San Francisco Police Officer Broderick Elton, right, answers questions from the Police Commission about the department's new General Order, "Interacting with Transgender, Gender-Variant, and Nonbinary Individuals," as Sergeant Gary Buckner left, and Deputy Chief Michael Connolly look on. Photo: Rick Gerharter
San Francisco Police Officer Broderick Elton, right, answers questions from the Police Commission about the department's new General Order, "Interacting with Transgender, Gender-Variant, and Nonbinary Individuals," as Sergeant Gary Buckner left, and Deputy Chief Michael Connolly look on. Photo: Rick Gerharter  

The San Francisco Police Commission unanimously passed a policy last week mandating that police respect a person's pronoun choices.

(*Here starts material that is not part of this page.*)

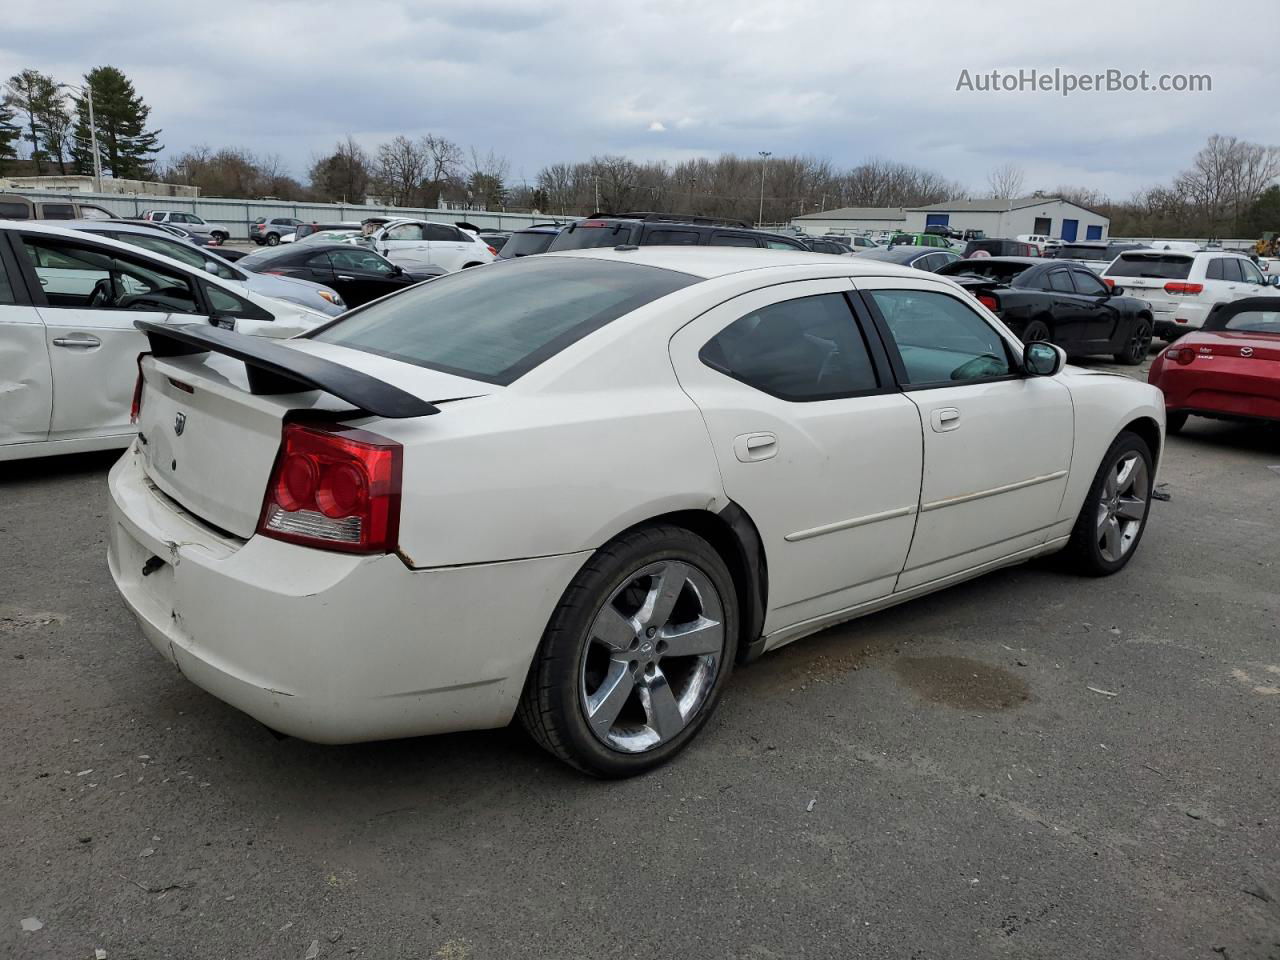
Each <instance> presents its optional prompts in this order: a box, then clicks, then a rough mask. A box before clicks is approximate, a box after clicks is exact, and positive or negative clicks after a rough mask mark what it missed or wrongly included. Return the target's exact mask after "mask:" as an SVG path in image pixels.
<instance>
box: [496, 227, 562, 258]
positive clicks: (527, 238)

The new department General Order requires officers to refer to transgender, gender-variant, and nonbinary individuals by the person's preferred pronouns. Police officers would also be required to ask individuals for their preference of the gender of an officer who would perform a body search, with a provision aimed at heading off potential abuse of that policy.

During the October 3 meeting, Police Commission President Thomas Mazzucco read a letter from the panel's former president, Teresa Sparks, a transgender woman whom Mazzucco lauded for being "a pioneer in transgender law." Sparks cautioned in her letter that there may be some confusion among officers over whether to identify an individual's gender based on an officer's perception, which is required by Assembly Bill 953, rather than that individual's preference, which is now part of SFPD's policy.

"Former President Sparks is saying that our department General Order actually requires our officers to ask for the individual to identify, whereas in the Assembly bill, it requires the officers not to ask, but to speculate," Mazzucco said.

Lesbian police Commissioner Petra DeJesus noted that, while she supported the new policy, she questioned why an individual's choice over the gender of the officer who would conduct a strip search could be overridden by a supervisor.

SFPD's transgender liaison Officer Broderick Elton, a trans man, explained that the exception is in place to prevent suspects from abusing the policy.

"I could give you an example," Elton told the commissioners. "Say there happens to be people at the bars drinking and they are out having a night, men out there, and there's nothing about them that suggests that they might be a trans individual and they say, 'Hey, that's a really attractive female officer. I want her to search me.' So it could be taken out of context or misused by people not identifying as trans or in that space."

The new policy also makes exceptions in cases of emergency or when an imminent danger exists.